Debezium Runner Component Architecture - Java¶
Debezium Runner Component Diagram¶
Debezium Runner resides on Java side of the deployment. It is the main faciliator between embedded Debezium engine (Java) and SynchDB Worker (C). It provides several Java methods that SynchDB worker can interact via JNI library. These interactions include initializing a Debezium engine, start or stop the engine, obtain a batch of change events and mark a batch as done. These operations are essential for ensuring replication consistency. Main components are:
- Parameter Class
- Controller
- Emitter
- Batch Manager
1) Parameter Class¶
The parameter class represents a JAVA class that include a list of exposed parameters and methods that allow SynchDB Worker to set/get the parameter values. These parameters affect how Debezium Runner and the embedded Debezium perform. These parameters have also been exposed to PostgreSQL GUCs so that SynchDB worker could invoke the respective methods to set the parameter values. This is currently the only way to pass configuration from C based SynchDB Worker to JAVA based Debezium Runner.
2) Controller¶
The controller allows SynchDB to start or stop the Embedded Debezium Engine. This is done via several JAVA methods that SynchDB Worker can invoke to control Debezium Engine.
3) Emitter¶
The emitter represents a JAVA method that is periodically invoked by the "Event Fetcher" component in SynchDB Worker. It is mainly responsible to pop a batch from "4) Batch Manager", formulate it into a List of JSON events as String and return it to "Event Fetcher" via JNI. If Batch Manager has no batch available, it will return NULL and no processing will happen on the "Event Fetcher" side.
4) Batch Manager¶
The Batch Manager is mainly responsible for receiving new batches originated from Embedded Debezium Engine and stores it in its internal queue. This queue is much smaller and is different from the Batch Queue inside Embedded Debezium Engine in the component diagram. When Batch Manager's internal queue is full, a throttle control will activate to temporarily halt the event generation from Debezium side until this small batch queue has free space. A batch is taken away from the queue only when the "Emitter" receives a fetch request from "Event Fetcher" and pops a batch from batch manager.

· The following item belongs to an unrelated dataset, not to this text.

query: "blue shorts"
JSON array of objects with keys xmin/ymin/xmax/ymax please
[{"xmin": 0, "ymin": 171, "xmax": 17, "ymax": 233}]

Batch manager also assigns a batch ID to each batch popped, sent to emitter and eventually to the SynchDB worker to process. This unique ID is stored in its interal hash table along with a "committer" object associated with it. These pieces of information is important to keep track. When SynchDB worker finishes a batch, it will invoke a Mark Batch Completion method within the Batch Manager, the same batch ID is also included, which helps the Batch Manager to look up the corresponding "committer" object. The committer object is then used to notify the Embedded Debezium Engine that a batch is completed, forcing it to commit and move its internal offset forward. This ensures that the same batch will not be processed again (no duplication) in case of engine restarts.